2 Replies Latest reply on Oct 20, 2003 3:43 AM by semi

    RMI over SSL, Tips and Code

    Will Newbie

      RMIServerSocketFactory.java

      package jboss;
      
      import java.io.*;
      import java.net.*;
      import java.rmi.server.*;
      import java.security.*;
      import javax.net.*;
      import javax.net.ssl.*;
      import com.sun.net.ssl.*;
      
      /**
       * An RMIServerSocket factory that uses JSSE to produce SSL encrypted
       * sockets.
       *
       * @author Will
       * @version 1.00a 09/21/2001
       */
      public class RMISSLServerSocketFactory implements RMIServerSocketFactory,
       Serializable {
      
       protected transient static ServerSocketFactory socketFactory;
      
       static {
       Security.addProvider(new com.sun.net.ssl.internal.ssl.Provider());
      
       try {
       char[] passphrase = "password".toCharArray();
      
       KeyStore ks = KeyStore.getInstance("JKS");
       ks.load(new FileInputStream(
       System.getProperty("user.home")+"/.keystore"),
       passphrase
       );
      
       KeyManagerFactory kmf = KeyManagerFactory.getInstance("SunX509");
       kmf.init(ks, passphrase);
      
       SSLContext ctx = SSLContext.getInstance("TLS");
       ctx.init(kmf.getKeyManagers(), null, null);
      
       socketFactory = ctx.getServerSocketFactory();
       } catch (Exception e) {
       throw new RuntimeException(e.toString());
       }
      
       }
      
       public ServerSocket createServerSocket(int port) throws IOException {
       return socketFactory.createServerSocket(port);
       }
      
       public boolean equals(Object o) {
       return o instanceof RMISSLServerSocketFactory;
       }
      
       public int hashCode() {
       return RMISSLServerSocketFactory.class.getName().hashCode();
       }
      }
      


      RMISSLClientSocketFactory.java
      package jboss;
      
      import java.io.*;
      import java.net.*;
      import java.rmi.server.*;
      import java.security.Security;
      import javax.net.*;
      import javax.net.ssl.*;
      
      /**
       * An RMIClientSocket factory that uses JSSE to produce SSL encrypted
       * sockets.
       *
       * @author Will
       * @version 1.00a 09/21/2001
       */
      public class RMISSLClientSocketFactory implements RMIClientSocketFactory,
       Serializable {
      
       protected transient static SocketFactory socketFactory;
      
       static {
       Security.addProvider(new com.sun.net.ssl.internal.ssl.Provider());
       socketFactory = SSLSocketFactory.getDefault();
      
       }
      
       public Socket createSocket(String host, int port) throws IOException {
       return socketFactory.createSocket(host, port);
       }
      
       public boolean equals(Object o) {
       return o instanceof RMISSLClientSocketFactory;
       }
      
       public int hashCode() {
       return RMISSLClientSocketFactory.class.getName().hashCode();
       }
      }
      


      You'll have to edit the RMISSLServerSocketFactory.java to point to the right keystore with a valid certificate that the client will recognize.

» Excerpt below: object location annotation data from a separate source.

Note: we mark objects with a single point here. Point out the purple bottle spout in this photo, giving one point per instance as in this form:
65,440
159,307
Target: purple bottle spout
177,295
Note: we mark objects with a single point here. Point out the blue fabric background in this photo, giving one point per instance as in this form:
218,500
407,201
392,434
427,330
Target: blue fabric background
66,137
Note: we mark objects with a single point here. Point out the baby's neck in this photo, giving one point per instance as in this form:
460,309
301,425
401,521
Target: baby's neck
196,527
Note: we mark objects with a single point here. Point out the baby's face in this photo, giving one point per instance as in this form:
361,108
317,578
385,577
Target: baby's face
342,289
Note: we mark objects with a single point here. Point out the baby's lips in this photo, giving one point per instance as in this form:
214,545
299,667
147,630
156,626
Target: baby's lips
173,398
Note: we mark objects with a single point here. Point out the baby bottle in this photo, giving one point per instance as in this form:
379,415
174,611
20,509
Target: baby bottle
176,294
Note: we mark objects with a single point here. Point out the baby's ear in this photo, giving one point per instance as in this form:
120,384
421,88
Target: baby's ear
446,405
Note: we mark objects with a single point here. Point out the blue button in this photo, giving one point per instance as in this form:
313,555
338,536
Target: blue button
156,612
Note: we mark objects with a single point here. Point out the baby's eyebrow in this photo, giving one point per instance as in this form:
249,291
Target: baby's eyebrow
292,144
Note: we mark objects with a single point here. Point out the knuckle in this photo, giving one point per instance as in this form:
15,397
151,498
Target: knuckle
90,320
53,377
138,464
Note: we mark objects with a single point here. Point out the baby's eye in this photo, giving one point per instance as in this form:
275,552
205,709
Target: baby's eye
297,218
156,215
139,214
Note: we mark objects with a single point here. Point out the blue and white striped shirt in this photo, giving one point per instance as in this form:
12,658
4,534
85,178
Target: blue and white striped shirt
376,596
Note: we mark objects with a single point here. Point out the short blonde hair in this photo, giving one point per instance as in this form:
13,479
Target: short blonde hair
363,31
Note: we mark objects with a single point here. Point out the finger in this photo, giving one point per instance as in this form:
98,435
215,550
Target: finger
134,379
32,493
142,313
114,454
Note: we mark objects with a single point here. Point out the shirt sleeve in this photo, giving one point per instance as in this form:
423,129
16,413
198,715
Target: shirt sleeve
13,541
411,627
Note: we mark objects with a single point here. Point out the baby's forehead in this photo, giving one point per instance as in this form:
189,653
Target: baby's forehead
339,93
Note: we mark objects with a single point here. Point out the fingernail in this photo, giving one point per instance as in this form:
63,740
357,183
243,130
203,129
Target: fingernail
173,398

      Compile these two classes and place them in the JBoss classpath, along with Sun's jsse.jar.

      Modify standardjboss.xml and add the following lines to the <container-invoker-conf> section for each container you want to use SSL:

      4446
      jboss.RMISSLClientSocketFactory
      jboss.RMISSLServerSocketFactory

      All of your containers configured like this can use the same RMIObjectPort, but non SSL containers must be on a different port.

      Thanks to Scott Stark for pointing out the trick of implementing equals(Object) and hashCode() for the underlying JRMP impl to reuse existing SocketFactories.